Video communication is a lot more versatile than it used to be. Modern programs allow for online voting, virtual whiteboards, breakout rooms, and other interactive elements that keep people engaged. Consequently, video conferencing brings a lot to internal communications, but because of this, these tools can be overused and relied upon a little too much. Some internal communication and messaging is best left until people can physically get together in a room, for example some types of training, or where people are working in the same building and can easily meet in person.
Although the power of visual and collaborative internal communication tools cannot be overstated, there is a lot of power and meaning in communicating data and analytics. Analytics gives meaning and context to the hard work people are doing. Employees like to see numbers, in order to understand the business results and perhaps see how their job is contributing to their organization’s bottom line. Analytics are rarely verbally communicated. Instead, they are often shared in summary emails or on slides in town halls.
The key to sharing analytics is to not overdo it. Rather than showing slide upon slide of spreadsheets, managers should pick out the key numbers and focus on these instead.

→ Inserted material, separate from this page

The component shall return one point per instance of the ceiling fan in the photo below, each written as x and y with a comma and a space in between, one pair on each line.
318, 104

Managers should also add context, draw comparisons, and use clear indicators and cues to help less numerical individuals understand what is being said. Finally, always inform the team that any financial data or figures shared through internal communication must stay on site and never shared externally with people not connected to the organization, in case the data is sensitive or confidential.
5. Collaboration Tools
Collaboration tools are modern suites of online resources which are aimed at bringing people closer together. There are many examples of these on the market, such as Slack, SharePoint, and Trello, a project management software.
The idea behind collaboration tools is that they allow employees to simultaneously work on them and update information, saving information as they go. Most tools allow for real-time reporting and updating, meaning that managers can get information almost instantly as a project progresses. There is enhanced reporting and tracking of projects using collaboration tools, which makes it easier for leaders and project teams to track what is happening.

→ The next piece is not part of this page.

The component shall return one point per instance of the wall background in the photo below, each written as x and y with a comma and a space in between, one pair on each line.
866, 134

Collaboration tools need a lot of training and are best used in conjunction with other internal communication tools, such as virtual meetings or scrums. The virtual nature of these tools mean that it might be easier to complete projects online rather than in real life, leading some people to claim they have completed tasks before thy have actually done so! Therefore, managers must ensure they are up to speed with all progress and are able follow up in more detail where needed.

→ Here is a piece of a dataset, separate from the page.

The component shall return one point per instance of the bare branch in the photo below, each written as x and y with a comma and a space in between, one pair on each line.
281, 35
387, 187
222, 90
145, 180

Internal communication tools can offer a huge amount to organizations, both large and small. A great way to bring teams together and sometimes referred to as the ‘heartbeat’ of the organization, internal communication connects employees with senior leadership and organizational values and can facilitate the completion of work. As such, it’s never enough just to assume that internal communication will sort itself out naturally. Developing a strategy to drive internal communication is essential and will make a substantial difference to its quality and reach.
There are many different tools to do this. Virtual tools such as video conferencing, instant messaging, and collaboration programs are fantastic ways to connect people easily and smoothly. The key to internal communication tools is to use as many as you can, all together. Internal communication, like communication in general, is almost impossible to overdo. Focus as much as you can on driving internal communication, and this in turn will start to positively impact other key measurements in your organization.